La Corte Constitucional de Suráfrica analizó, recientemente, bajo el “test de proporcionalidad” si los límites al derecho a la privacidad resultan razonables y justificables en una sociedad democrática para el caso en donde una persona adulta pueda poseer, cultivar y usar cannabis para fines personales y de manera privada. Al estudiar el contenido esencial del derecho a la privacidad, la Corte consideró que la historia que rodea al uso de cannabis en Suráfrica está “repleta de racismo” y que, de acuerdo a la evidencia científica y médica disponible, el consumo de cannabis en dosis razonables resulta seguro y no existe ningún riesgo o evidencia de daño. En un ejercicio de control constitucional, la Corte surafricana determinó que aun cuando es deseable que ninguna obligación internacional implique una violación a la Constitución, cuando se dé ese supuesto la Carta Magna debe prevalecer por ser la ley suprema. Finalmente concluyó que, mientras el cultivo, la posesión y el uso del cannabis se realice por parte de una persona adulta de manera privada y para su uso personal, se encuentra protegido constitucionalmente bajo el derecho a la privacidad.
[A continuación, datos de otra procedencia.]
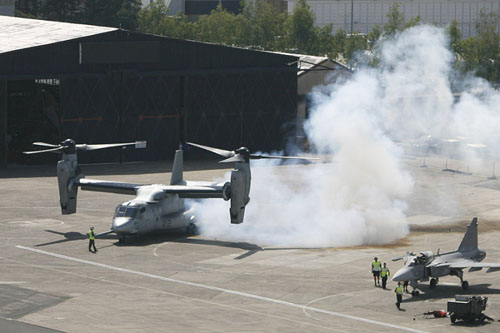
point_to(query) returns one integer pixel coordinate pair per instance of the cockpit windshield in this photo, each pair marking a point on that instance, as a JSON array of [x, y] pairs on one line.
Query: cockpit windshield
[[123, 211], [420, 260]]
En México, la Suprema Corte de Justicia de la Nación, siguiendo una línea similar, realizó un “test de proporcionalidad” en el ejercicio del control constitucional, tomando como base principal el libre desarrollo de la personalidad- un criterio derivado de la interpretación jurisprudencial en México-. La Primera Sala de la Corte Suprema otorgó, recientemente, el tercer amparo para permitir a una persona el uso personal de cannabis y la adquisición de las semillas para su cultivo. En el pasado, dos amparos ya permitieron ese uso lúdico y recreativo. Esto implica que, en el caso de que esta Sala alcance cinco sentencias en el mismo sentido, se estará estableciendo un importante criterio jurisprudencial que obligaría a declarar inconstitucional la prohibición del consumo lúdico del cannabis en México.